Interestingly, the report presented to the NHIF Board last week also refers to the contract JamboPay signed in 2014 as one for “provision of integrated revenue collection system”.
When NHIF contributions shot up to an average of Sh2.3 billion from Sh800 million, the insurer renegotiated its three-year contract with Web Tribe.
Commissions for bank collections changed to 1.5 percent, mobile money collections to 3.5 percent, electronic card collections to three percent, and agency collections to two percent.
In November, 2015 NHIF tried to negotiate commissions to JamboPay for bank collections from 1.5 percent to a flat rate of Sh24.8 million a month.
The request was out of fear that commissions could rise higher with the growth of NHIF’s contributions. JamboPay refused to sign the agreement.
“The Finance and Investment directorate again requested a review of the bank charges from 1.5 percent to a fixed rate of Sh24,864,293. However, the service provider (JamboPay) declined to sign the reviewed contract and the 1.5 percent rate continued,” the report to the NHIF Board reads.
It was only in February last year that then acting Finance and Investment director Joseph Mbuvi wrote to Mr Mwangi, who replaced Mr Kirgotty in 2016, suggesting the purchase of a system.

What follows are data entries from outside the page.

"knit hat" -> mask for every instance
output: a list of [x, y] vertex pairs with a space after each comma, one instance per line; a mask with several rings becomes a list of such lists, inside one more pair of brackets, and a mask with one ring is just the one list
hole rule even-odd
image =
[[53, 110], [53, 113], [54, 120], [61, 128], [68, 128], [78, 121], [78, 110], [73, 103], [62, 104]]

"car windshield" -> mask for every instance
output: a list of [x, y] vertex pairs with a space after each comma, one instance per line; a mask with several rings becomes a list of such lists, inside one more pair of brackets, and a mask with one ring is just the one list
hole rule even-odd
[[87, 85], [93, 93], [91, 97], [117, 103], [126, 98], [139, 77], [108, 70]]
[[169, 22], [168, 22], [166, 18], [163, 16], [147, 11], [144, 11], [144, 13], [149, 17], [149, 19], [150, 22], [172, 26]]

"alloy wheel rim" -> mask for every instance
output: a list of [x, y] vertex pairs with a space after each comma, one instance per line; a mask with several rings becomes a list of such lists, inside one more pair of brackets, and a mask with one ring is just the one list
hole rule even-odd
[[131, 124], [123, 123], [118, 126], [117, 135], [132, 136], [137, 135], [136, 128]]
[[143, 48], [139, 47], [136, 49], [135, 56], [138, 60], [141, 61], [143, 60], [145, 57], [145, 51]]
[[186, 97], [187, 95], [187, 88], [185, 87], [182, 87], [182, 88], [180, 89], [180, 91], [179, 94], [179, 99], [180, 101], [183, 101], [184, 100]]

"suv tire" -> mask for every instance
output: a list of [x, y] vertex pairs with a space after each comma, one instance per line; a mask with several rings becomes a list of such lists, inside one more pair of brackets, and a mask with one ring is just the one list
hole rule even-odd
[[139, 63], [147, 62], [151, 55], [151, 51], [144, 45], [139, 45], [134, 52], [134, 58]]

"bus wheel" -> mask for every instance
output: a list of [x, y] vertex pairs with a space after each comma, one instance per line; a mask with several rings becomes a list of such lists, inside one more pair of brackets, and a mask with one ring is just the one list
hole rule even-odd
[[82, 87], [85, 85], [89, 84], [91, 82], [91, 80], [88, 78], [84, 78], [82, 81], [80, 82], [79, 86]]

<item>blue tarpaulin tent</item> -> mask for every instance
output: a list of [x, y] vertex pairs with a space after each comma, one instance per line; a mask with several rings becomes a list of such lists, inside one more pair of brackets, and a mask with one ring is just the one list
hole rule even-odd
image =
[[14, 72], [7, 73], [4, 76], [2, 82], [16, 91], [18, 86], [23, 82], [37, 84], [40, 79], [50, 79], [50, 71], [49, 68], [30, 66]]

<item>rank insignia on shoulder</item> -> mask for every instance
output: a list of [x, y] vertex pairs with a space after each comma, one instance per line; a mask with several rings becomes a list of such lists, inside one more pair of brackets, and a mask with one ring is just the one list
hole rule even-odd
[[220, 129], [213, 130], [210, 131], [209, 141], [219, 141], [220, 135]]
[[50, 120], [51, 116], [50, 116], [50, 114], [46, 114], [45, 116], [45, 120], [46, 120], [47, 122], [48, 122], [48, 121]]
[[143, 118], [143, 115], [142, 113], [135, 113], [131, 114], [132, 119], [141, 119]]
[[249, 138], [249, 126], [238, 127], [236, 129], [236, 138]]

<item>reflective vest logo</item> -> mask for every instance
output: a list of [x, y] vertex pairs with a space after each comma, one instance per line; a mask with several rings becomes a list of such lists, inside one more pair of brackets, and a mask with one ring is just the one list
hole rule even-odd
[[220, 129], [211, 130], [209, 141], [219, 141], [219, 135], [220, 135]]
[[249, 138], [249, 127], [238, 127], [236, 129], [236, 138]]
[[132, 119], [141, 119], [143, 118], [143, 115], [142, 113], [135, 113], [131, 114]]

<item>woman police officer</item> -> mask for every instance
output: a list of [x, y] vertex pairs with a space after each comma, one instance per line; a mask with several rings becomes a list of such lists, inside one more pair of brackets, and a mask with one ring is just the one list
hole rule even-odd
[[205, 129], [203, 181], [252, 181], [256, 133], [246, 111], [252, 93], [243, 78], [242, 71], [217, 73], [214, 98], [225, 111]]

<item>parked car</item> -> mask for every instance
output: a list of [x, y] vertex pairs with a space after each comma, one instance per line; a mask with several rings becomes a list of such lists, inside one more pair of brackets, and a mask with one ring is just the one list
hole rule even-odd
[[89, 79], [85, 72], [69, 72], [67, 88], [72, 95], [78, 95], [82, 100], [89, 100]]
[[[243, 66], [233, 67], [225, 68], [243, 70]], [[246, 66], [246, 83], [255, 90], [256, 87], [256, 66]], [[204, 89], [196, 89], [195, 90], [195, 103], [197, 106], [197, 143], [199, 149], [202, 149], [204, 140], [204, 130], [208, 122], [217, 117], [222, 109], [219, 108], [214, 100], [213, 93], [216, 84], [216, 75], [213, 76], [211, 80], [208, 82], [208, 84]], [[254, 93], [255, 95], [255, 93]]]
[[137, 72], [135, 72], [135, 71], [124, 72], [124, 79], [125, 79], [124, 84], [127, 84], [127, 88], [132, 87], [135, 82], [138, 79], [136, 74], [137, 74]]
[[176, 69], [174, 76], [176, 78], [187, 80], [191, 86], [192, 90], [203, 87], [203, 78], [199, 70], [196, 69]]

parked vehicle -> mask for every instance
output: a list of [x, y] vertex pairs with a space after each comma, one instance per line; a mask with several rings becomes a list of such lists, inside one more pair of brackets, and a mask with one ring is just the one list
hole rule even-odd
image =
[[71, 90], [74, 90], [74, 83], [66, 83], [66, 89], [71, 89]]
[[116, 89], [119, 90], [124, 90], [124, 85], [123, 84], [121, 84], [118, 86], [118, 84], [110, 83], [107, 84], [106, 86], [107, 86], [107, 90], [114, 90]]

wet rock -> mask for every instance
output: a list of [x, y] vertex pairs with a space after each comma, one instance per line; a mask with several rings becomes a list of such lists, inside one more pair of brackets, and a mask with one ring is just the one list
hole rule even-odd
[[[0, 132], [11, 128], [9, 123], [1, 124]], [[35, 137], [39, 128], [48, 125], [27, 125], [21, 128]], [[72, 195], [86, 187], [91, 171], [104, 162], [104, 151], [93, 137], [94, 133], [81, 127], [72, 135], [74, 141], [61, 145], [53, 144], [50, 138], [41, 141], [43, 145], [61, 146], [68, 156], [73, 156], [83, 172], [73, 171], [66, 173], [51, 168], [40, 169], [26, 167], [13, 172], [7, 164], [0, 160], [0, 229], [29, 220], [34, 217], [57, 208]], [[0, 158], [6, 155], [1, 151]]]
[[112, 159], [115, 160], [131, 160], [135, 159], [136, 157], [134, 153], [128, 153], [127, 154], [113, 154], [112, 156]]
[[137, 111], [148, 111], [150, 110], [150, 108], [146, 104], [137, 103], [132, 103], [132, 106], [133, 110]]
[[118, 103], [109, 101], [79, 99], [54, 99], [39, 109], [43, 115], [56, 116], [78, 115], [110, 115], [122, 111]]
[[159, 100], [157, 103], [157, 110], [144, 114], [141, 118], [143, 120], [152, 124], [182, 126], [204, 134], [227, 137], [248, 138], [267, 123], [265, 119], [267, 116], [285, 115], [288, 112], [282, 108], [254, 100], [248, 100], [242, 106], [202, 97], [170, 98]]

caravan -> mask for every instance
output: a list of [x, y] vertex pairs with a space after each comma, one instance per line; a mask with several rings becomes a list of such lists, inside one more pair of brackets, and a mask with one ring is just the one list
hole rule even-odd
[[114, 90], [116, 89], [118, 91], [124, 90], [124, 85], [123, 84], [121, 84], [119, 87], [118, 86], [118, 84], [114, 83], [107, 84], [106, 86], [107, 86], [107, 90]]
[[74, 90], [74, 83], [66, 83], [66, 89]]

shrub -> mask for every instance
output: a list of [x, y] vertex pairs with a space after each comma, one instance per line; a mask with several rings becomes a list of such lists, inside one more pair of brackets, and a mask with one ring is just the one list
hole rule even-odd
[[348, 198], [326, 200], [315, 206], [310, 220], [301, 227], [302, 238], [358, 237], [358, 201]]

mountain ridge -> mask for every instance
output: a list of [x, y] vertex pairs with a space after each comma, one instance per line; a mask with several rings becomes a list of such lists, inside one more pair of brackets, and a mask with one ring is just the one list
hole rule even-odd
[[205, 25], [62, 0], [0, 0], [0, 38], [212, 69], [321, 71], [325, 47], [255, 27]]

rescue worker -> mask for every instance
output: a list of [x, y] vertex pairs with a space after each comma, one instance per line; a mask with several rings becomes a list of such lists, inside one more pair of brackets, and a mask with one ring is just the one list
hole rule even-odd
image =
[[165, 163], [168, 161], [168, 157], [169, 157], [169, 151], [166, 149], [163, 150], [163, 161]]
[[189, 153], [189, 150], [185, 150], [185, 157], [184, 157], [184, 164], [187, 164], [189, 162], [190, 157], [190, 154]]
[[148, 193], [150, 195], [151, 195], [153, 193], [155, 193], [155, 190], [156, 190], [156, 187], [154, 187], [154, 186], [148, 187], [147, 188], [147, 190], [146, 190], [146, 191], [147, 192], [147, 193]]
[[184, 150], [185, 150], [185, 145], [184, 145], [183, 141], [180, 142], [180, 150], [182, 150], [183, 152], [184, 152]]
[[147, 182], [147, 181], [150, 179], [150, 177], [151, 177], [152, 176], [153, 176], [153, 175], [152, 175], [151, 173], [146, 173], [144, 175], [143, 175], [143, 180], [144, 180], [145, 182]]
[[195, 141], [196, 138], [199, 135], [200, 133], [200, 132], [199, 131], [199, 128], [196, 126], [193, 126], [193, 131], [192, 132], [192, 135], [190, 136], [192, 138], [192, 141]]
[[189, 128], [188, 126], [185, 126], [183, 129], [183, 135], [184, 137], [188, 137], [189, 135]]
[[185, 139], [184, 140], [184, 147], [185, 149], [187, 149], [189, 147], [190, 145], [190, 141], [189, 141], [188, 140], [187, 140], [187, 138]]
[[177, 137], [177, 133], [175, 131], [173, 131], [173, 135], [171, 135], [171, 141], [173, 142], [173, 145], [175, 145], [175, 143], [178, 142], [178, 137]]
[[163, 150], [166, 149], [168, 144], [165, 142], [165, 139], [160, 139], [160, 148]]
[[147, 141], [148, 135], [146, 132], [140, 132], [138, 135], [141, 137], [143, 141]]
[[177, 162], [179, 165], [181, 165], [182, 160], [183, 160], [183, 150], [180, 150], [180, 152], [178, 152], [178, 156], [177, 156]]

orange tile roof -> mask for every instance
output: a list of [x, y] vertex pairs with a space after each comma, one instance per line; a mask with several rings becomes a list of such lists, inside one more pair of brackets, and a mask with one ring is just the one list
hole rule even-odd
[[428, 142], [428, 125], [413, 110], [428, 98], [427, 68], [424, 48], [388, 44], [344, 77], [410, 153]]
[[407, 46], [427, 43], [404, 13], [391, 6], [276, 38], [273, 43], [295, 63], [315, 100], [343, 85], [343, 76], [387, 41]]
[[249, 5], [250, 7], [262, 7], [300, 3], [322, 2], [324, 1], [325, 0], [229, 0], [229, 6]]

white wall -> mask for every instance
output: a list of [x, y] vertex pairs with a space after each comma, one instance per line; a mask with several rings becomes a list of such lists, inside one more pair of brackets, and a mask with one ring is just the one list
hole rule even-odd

“The buying option will cost much less considered against the recurrent transactional model in the long run,” Mr Mbuvi said in an internal memo.
After consultations with the Public Procurement Regulatory Authority, NHIF single-sourced the purchase of JamboPay’s system for Sh495 million in June this year.
JamboPay had initially quoted Sh598 million for the system but agreed to give a discount of Sh103.5 million after being told that NHIF’s budget capped the purchase at Sh500 million.
This time, the contract signed for the purchase reads exactly the same as what was advertised in 2014 — provision of integrated revenue management system.
Under the new deal, JamboPay is to handle technical support for two years before a full handover to NHIF in June 2020.
The technical support will cost Sh26.3 million per year, but is part of the Sh495 million purchase price.
The JamboPay dealings are now at the centre of investigations the Directorate of Criminal Investigations (DCI) is doing in regard to NHIF.
Last week, Director of Public Prosecutions Noordin Haji instituted charges of conspiracy to defeat justice and disobedience of court orders against Mr Mwangi and Mr Kurgat.
During bail proceedings, Mr Haji instructed his prosecutors to inform Magistrate Francis Andayi that the NHIF investigations involving JamboPay dealings could unravel the loss of Sh2 billion.
Last evening, JamboPay CEO Danson Muchemi said they were “competitively contracted” by NHIF in 2014, and that they offer critical service to the Fund.
“The entire outpatient scheme relies on the service we provide,” he said, adding that there has “been no loss of funds through the electronic transactions switch services we provide to NHIF”.
He said that the switch sits between NHIF partner banks and the fund’s servers at Upper Hill, “enabling real-time transmission of payments”.